The goal of the quasi-state was the creation of a joint Polish-Lithuanian state. It refused to recognize the Lithuanian government, pay taxes, send soldiers to the Lithuanian Army or follow Lithuanian laws. The existence of the state was first brought to attention by Rapolas Skipitis, who worked in Kaunas as a judge and received a request from Vandžiogala to receive documents in the Polish language, rather than Lithuanian, otherwise their orders will not be followed. Skipitis informed Juozas Mikuckis, the military commander of Kaunas, who arrived to Vandžiogala with 100 men. The Lithuanian soldiers were attacked by the town militia, which caused a skirmish and led to several injuries. After the revolt was quelled, the Polish institutions in Vandžiogala were disestablished and Lithuanian officials were appointed in their stead.

== Aftermath ==
It was one of several short-lived "republics" established in Lithuanian territory after November 1918. Similar short-lived entities were established in Babtai, Varviškė, and in other places in Kaunas, Kėdainiai, Ukmergė and Panevėžys districts.
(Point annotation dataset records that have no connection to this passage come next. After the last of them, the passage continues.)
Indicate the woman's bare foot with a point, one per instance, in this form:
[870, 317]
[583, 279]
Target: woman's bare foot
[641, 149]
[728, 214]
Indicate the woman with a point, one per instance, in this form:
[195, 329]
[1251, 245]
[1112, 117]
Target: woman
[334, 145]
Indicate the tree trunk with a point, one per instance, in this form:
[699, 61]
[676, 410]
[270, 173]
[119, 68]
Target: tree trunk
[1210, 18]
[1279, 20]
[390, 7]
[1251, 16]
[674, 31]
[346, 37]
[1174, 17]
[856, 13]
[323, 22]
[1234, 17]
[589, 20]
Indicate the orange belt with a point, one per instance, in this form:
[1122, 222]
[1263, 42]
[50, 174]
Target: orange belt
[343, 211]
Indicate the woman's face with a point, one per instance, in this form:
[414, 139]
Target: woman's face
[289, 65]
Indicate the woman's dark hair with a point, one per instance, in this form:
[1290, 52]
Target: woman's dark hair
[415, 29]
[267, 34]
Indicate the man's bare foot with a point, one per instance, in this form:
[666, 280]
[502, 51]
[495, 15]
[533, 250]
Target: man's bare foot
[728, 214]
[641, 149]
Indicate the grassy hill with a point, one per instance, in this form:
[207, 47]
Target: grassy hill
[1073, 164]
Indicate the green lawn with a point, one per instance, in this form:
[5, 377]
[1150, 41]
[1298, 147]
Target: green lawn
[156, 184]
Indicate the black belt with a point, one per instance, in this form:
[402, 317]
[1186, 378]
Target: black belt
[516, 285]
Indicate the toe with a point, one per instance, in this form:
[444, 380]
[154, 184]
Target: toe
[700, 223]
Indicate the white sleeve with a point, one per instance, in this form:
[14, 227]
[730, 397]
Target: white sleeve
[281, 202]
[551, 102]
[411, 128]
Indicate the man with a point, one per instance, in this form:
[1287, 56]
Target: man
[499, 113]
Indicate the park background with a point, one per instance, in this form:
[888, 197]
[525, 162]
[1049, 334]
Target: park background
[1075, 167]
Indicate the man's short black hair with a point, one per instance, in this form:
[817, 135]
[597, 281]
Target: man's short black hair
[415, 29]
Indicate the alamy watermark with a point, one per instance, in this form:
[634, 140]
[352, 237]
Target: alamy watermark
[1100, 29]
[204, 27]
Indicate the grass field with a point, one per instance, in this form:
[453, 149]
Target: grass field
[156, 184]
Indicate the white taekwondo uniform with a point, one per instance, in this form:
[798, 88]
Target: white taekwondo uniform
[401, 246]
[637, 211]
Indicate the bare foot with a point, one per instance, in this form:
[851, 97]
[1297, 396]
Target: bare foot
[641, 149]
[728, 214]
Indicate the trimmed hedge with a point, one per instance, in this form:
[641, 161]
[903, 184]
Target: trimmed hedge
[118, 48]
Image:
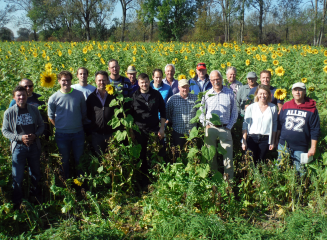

Administration and document writing in the Lithuanian language in Vandžiogala was only established in 1923. Polish language education and press were banned, Lithuanian teachers, officials and police officers were sent to Vandžiogala, a modern school was established in 1932 which did not offer education in the Polish language. Underground Pochodnia schools were established by the local inhabitants, but were persecuted and lacked funding and thus were short-lived.

Many of the Polish inhabitants of Vandžiogala and the rest of Liauda repatriated to Poland after World War II. 7.8% of the inhabitants of the Vandžiogala eldership identified themselves as Polish in the 2001 census.